Legislation sponsored by Assembly Members Eric Houghtaling and Joann Downey to help revitalize shuttered military bases in Monmouth County by providing additional liquor licenses was approved Sunday, July 1 by the Senate.
The bill would authorize the issuance of additional alcoholic beverage licenses to a project area in three municipalities where a federally owned or operated military installation is closed and transferred to a government entity for the purpose of conversion, redevelopment, or revitalization.
The three towns impacted by the bill are Oceanport, which will receive two liquor licenses; Eatontown, which will receive six licenses; and Tinton Falls, which will receive four licenses.
Under the current law, a municipality may issue one plenary retail consumption license, for bars and restaurants, for each 3,000 of its population. This bill provides that an increase in population resulting from residential development in a formerly federally owned or operated military installation would not be included in the calculation issued to new licenses.
“By allowing additional alcoholic beverage licenses to be distributed in our municipalities, we are bringing an ample amount of opportunities to Monmouth County,” said Assemblyman Houghtaling. “It will promote small businesses, encourage tourism, and create jobs for our constituents.”
“To put it simply, this piece of legislation is an opportunity for economic growth both in Monmouth County and in New Jersey,” said Assemblywoman Downey. “By rebuilding our closed military bases, such as Fort Monmouth, and providing alcoholic beverage licenses to these areas, we will be revitalizing the 11th District.”
The bill (A3888) provides that each of the three municipalities located within a project area may, by ordinance or resolution, issue a specific number of special licenses.
Following the three year period, a host municipality that has not issued a license may have up to two years to transfer the license, for a fee, to another host municipality for issuance within a premises located within a project area.

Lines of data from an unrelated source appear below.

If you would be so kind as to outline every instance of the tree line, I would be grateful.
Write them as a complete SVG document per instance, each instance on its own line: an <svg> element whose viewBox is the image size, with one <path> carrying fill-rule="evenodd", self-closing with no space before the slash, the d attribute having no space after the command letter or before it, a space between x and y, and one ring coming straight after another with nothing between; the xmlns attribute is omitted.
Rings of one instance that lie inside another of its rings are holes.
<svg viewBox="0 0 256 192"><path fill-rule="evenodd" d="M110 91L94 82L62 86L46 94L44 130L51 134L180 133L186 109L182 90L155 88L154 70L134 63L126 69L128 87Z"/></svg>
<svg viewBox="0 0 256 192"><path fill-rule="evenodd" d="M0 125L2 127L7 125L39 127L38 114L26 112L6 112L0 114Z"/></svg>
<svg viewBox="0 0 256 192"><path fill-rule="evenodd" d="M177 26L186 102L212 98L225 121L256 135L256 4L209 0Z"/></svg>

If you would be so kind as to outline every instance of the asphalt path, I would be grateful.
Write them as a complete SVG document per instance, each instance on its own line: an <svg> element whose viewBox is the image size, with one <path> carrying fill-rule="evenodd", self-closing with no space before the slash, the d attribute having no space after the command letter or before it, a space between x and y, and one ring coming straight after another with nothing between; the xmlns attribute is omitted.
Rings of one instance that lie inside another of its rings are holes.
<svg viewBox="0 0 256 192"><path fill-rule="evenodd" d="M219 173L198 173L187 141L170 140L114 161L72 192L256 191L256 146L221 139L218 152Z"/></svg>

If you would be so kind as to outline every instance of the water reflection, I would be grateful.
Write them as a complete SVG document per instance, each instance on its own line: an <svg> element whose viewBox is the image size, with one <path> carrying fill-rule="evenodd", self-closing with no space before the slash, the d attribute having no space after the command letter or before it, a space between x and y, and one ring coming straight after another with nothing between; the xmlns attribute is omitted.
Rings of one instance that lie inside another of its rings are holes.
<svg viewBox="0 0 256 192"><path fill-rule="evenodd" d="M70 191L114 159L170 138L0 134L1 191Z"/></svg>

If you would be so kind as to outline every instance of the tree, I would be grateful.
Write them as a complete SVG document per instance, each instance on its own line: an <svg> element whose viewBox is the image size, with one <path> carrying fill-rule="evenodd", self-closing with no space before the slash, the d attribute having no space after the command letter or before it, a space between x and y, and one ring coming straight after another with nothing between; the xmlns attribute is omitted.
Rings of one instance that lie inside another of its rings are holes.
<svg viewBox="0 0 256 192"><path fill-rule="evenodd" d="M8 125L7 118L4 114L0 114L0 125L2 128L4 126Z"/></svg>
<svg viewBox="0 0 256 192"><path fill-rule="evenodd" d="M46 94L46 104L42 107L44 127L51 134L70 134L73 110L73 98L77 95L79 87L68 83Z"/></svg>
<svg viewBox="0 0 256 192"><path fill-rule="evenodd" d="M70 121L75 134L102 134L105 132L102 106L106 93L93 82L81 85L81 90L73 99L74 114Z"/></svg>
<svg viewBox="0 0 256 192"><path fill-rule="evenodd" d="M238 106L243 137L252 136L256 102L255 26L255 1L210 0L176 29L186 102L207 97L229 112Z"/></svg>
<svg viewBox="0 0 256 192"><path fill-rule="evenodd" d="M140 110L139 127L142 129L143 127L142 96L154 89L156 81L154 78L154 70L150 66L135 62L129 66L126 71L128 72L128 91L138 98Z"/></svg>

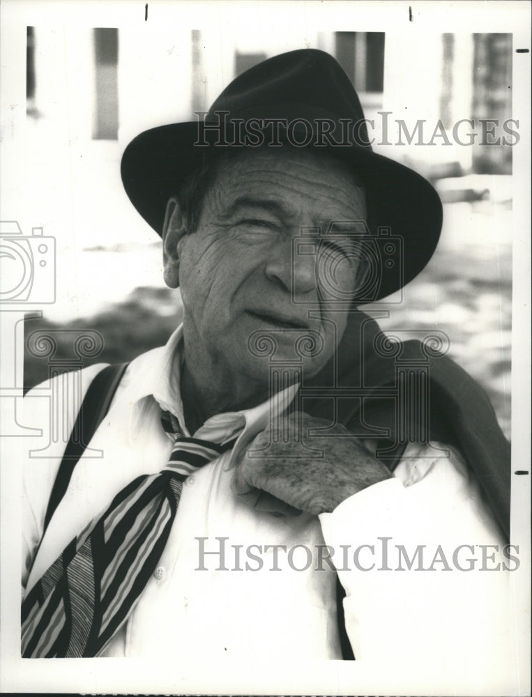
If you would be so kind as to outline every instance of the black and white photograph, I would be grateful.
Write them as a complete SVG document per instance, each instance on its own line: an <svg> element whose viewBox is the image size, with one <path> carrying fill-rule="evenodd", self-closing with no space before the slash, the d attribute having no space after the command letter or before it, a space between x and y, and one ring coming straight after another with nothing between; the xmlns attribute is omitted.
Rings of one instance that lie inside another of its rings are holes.
<svg viewBox="0 0 532 697"><path fill-rule="evenodd" d="M530 4L0 13L2 691L529 695Z"/></svg>

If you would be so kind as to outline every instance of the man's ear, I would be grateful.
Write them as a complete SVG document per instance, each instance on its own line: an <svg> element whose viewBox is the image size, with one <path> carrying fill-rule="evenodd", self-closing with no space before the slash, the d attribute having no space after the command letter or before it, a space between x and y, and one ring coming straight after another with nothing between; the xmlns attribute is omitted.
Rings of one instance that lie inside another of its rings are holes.
<svg viewBox="0 0 532 697"><path fill-rule="evenodd" d="M169 288L179 285L179 253L178 245L186 234L184 216L177 199L172 197L166 205L162 226L162 262L165 283Z"/></svg>

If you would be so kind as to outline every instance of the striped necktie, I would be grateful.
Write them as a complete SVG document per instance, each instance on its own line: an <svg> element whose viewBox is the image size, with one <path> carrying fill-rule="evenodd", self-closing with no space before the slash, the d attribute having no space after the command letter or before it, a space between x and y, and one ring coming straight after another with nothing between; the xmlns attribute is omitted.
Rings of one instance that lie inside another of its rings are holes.
<svg viewBox="0 0 532 697"><path fill-rule="evenodd" d="M187 438L169 412L163 427L175 438L166 466L122 489L67 545L28 593L22 608L24 658L98 656L129 617L168 540L187 477L223 452Z"/></svg>

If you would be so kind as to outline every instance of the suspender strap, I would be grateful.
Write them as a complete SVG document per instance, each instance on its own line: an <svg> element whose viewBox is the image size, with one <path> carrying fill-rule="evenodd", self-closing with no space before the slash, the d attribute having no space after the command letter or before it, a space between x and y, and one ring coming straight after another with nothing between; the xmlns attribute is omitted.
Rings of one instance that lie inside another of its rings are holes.
<svg viewBox="0 0 532 697"><path fill-rule="evenodd" d="M105 417L128 363L108 365L91 383L79 408L74 428L59 465L45 516L46 531L54 512L64 496L77 461Z"/></svg>

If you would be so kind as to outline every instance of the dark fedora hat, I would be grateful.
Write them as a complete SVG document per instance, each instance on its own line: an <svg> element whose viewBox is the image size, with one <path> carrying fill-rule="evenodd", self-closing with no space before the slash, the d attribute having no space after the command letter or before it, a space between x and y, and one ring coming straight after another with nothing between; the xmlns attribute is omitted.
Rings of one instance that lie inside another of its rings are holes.
<svg viewBox="0 0 532 697"><path fill-rule="evenodd" d="M290 144L327 151L364 182L369 240L378 269L361 302L411 281L432 256L441 229L438 194L423 177L372 150L349 79L327 53L291 51L246 70L204 119L144 131L127 146L121 174L133 205L161 234L168 199L208 158L245 147Z"/></svg>

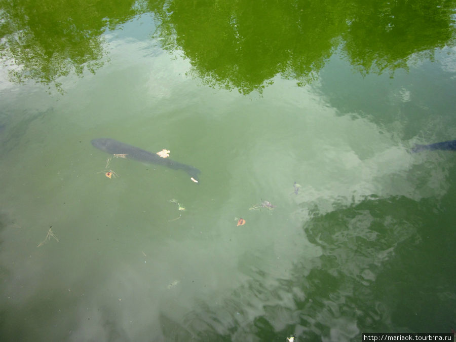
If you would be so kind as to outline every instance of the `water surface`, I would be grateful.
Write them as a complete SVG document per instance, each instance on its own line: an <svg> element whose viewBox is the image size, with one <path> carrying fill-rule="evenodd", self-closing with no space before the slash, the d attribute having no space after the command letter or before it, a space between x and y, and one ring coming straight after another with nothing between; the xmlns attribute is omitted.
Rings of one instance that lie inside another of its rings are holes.
<svg viewBox="0 0 456 342"><path fill-rule="evenodd" d="M2 5L3 339L456 326L454 4L330 2Z"/></svg>

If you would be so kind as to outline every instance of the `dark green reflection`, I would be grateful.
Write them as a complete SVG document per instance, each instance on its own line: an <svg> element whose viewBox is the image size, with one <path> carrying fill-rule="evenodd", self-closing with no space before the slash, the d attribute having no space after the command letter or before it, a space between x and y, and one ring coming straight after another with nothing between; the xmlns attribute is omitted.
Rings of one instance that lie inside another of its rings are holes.
<svg viewBox="0 0 456 342"><path fill-rule="evenodd" d="M0 54L13 81L49 84L102 65L105 28L132 17L133 1L2 0ZM58 88L58 84L56 85Z"/></svg>
<svg viewBox="0 0 456 342"><path fill-rule="evenodd" d="M278 74L308 83L339 49L363 73L406 68L412 54L432 58L434 49L453 44L455 3L6 0L2 54L21 67L13 72L16 81L49 83L84 67L94 71L105 29L151 12L159 21L155 35L190 60L191 74L248 94Z"/></svg>

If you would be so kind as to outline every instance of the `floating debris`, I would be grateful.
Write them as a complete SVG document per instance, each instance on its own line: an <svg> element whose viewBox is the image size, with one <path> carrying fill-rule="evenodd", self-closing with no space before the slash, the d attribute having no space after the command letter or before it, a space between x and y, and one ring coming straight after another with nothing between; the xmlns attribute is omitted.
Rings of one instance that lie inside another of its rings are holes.
<svg viewBox="0 0 456 342"><path fill-rule="evenodd" d="M254 209L259 209L260 208L267 208L270 210L272 210L273 208L277 206L272 204L269 201L263 201L261 199L261 203L260 204L255 204L251 208L249 208L249 210L253 210Z"/></svg>
<svg viewBox="0 0 456 342"><path fill-rule="evenodd" d="M175 287L176 286L179 284L178 280L174 280L172 283L168 285L166 287L168 290L173 288L173 287Z"/></svg>
<svg viewBox="0 0 456 342"><path fill-rule="evenodd" d="M169 149L166 149L166 148L163 148L160 152L157 152L157 154L160 156L162 158L167 158L169 157L169 153L170 150Z"/></svg>
<svg viewBox="0 0 456 342"><path fill-rule="evenodd" d="M173 198L172 200L170 200L169 201L172 203L176 203L176 204L177 205L177 210L183 210L184 211L187 210L184 207L182 207L181 205L180 205L180 203L179 203L178 202L177 202L177 200L176 200Z"/></svg>
<svg viewBox="0 0 456 342"><path fill-rule="evenodd" d="M46 242L51 240L51 238L54 238L54 239L57 241L59 242L59 239L57 239L57 237L54 235L53 233L52 233L52 229L51 227L49 228L49 230L48 231L48 235L46 235L46 238L43 241L40 243L40 244L37 246L37 247L41 247L43 245L44 245Z"/></svg>
<svg viewBox="0 0 456 342"><path fill-rule="evenodd" d="M104 173L104 175L109 179L111 179L111 178L117 178L119 177L119 175L112 170L105 170L104 171L97 172L97 173Z"/></svg>
<svg viewBox="0 0 456 342"><path fill-rule="evenodd" d="M294 194L297 195L298 192L299 192L299 188L301 187L301 185L296 182L294 182L294 184L293 184L293 187L294 188Z"/></svg>
<svg viewBox="0 0 456 342"><path fill-rule="evenodd" d="M116 155L114 155L115 156ZM111 161L112 159L112 157L110 158L108 158L106 160L106 166L104 167L104 170L102 171L100 171L99 172L97 172L97 173L104 173L104 175L110 179L113 177L115 178L119 177L119 175L118 175L116 172L111 170L110 169L108 169L108 167L109 166L109 164L111 163Z"/></svg>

A license is to be issued without being designated for a site and remain inactive until the property upon which the license is to be sited is transferred from the government entity to a private entity. In addition, the bill prohibits the licenses from being transferred to a premises located outside of the boundaries of the project area until the authority overseeing, administering, and implementing the plan for the project area has been dissolved. Following the dissolution of the authority, the special licenses may be transferred for use in connection with any premises located within the host municipality.